El cuento
de los cuatro que eran uno
Había una
vez un mundo dividido. Cada pueblo tenía su nombre sagrado, su templo, su
canto, su profeta. Y cada uno creía que el suyo era el único. Se hablaba de
Dios como si fuera propiedad privada, como si el amor pudiera tener fronteras,
como si la luz necesitara pasaporte.
Pero un día,
en un cruce de caminos sin nombre, aparecieron cuatro figuras. No venían
montados en gloria, ni rodeados de incienso. Venían caminando. Descalzos. Con
los ojos llenos de ternura. Uno tenía una herida en la mano y una luz en el
pecho. Otro traía el viento en la voz y la compasión en la mirada. El tercero
caminaba en silencio, como si cada paso fuera una enseñanza. El cuarto reía con
la música del universo en los labios y la danza en los pies
El primero
se llamaba Cristo.
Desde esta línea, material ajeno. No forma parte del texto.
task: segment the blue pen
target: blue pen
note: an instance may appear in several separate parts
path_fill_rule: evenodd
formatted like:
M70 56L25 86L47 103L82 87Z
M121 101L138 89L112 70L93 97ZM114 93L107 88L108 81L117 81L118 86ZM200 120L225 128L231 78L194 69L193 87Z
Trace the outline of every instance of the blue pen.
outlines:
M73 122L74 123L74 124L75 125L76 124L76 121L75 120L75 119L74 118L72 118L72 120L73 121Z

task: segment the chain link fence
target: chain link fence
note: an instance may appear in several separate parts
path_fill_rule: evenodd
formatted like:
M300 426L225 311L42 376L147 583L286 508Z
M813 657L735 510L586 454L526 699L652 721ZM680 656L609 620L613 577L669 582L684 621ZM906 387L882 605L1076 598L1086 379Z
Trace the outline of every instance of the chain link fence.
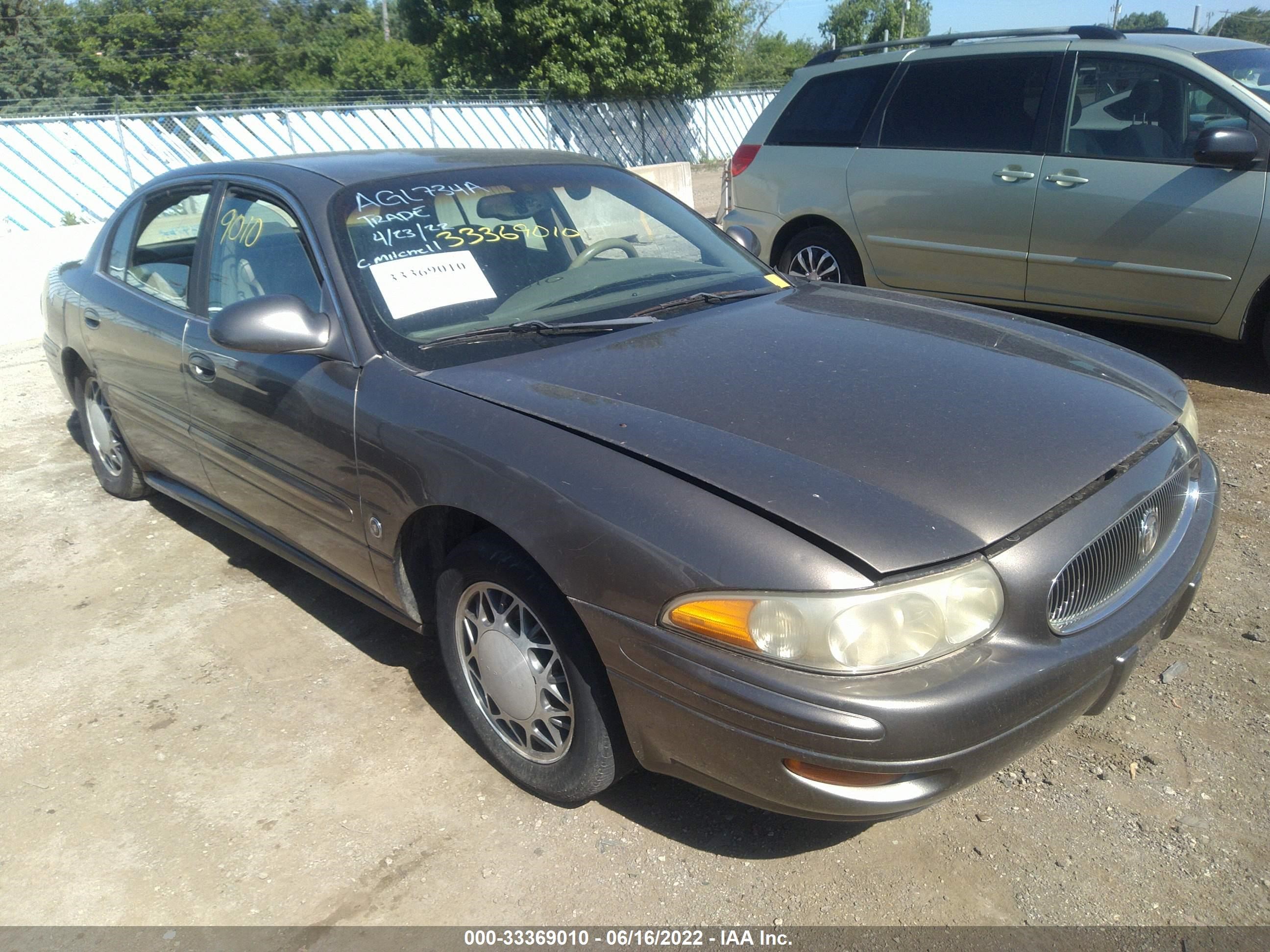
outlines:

No hablaba de dogmas, sino de amor que perdona. Tocaba a los
leprosos, abrazaba a los traidores, lloraba con los que lloraban. No tenía
templo, pero su cuerpo era altar. No tenía ejército, pero su ternura era
invencible.
El segundo
se llamaba Alá. No tenía rostro, pero su presencia era infinita. Su nombre era
susurro en la noche, consuelo en el desierto, misericordia en medio del juicio.
No pedía sacrificios, sino entrega. No exigía pureza, sino sinceridad. Era el
Compasivo, el que escucha incluso cuando no se lo nombra.
El tercero
era Buda. Su silencio no era vacío, sino plenitud. Caminaba sin prisa, sin
afán, sin deseo. Enseñaba sin palabras, despertaba sin gritos. Su mirada era
espejo, su compasión, medicina. No juzgaba: comprendía. No prometía cielos:
ofrecía presencia.
El cuarto
era Krishna. Su risa era música, su juego, revelación. No venía a imponer, sino
a invitar. No traía leyes, sino danzas. No hablaba de castigos, sino de amor
que se renueva. Tocaba la flauta y los corazones se abrían como flores.
Los cuatro se miraron. No se pelearon. No se corrigieron. No se compararon. Se reconocieron. Y entonces caminaron juntos. Por aldeas, por desiertos, por selvas, por ciudades. A veces hablaban. A veces callaban. A veces lloraban con los que sufrían. A veces reían con los que despertaban.
Y cada vez
que alguien les preguntaba: “¿Cuál de ustedes es el verdadero?”, ellos
respondían con una sola voz: “El que ama”.